Skip to main content

Question 86

You have an Apache Kafka cluster on-prem with topics containing web application logs. You need to replicate the data to Google Cloud for analysis in BigQuery and Cloud Storage. The preferred replication method is mirroring to avoid deployment of Kafka Connect plugins.
What should you do?

  • A. Deploy a Kafka cluster on GCE VM Instances. Configure your on-prem cluster to mirror your topics to the cluster running in GCE. Use a Dataproc cluster or Dataflow job to read from Kafka and write to GCS.
  • B. Deploy a Kafka cluster on GCE VM Instances with the Pub/Sub Kafka connector configured as a Sink connector. Use a Dataproc cluster or Dataflow job to read from Kafka and write to GCS.
  • C. Deploy the Pub/Sub Kafka connector to your on-prem Kafka cluster and configure Pub/Sub as a Source connector. Use a Dataflow job to read from Pub/Sub and write to GCS.
  • D. Deploy the Pub/Sub Kafka connector to your on-prem Kafka cluster and configure Pub/Sub as a Sink connector.
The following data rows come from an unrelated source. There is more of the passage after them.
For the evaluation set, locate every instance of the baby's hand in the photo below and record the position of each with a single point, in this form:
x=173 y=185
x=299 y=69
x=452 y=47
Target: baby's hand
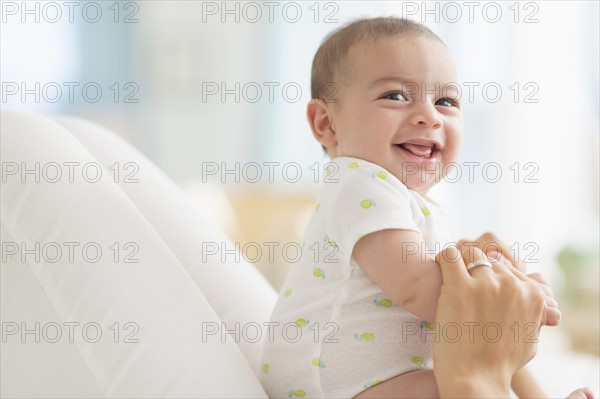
x=581 y=393
x=488 y=242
Use a Dataflow job to read from Pub/Sub and write to GCS.

A. https://cwiki.apache.org/confluence/pages/viewpage.action?pageId=27846330

The solution specifically mentions mirroring and minimizing the use of Kafka Connect plugin.

D would be the more Google Cloud-native way of implementing the same, but the requirement is better met by A.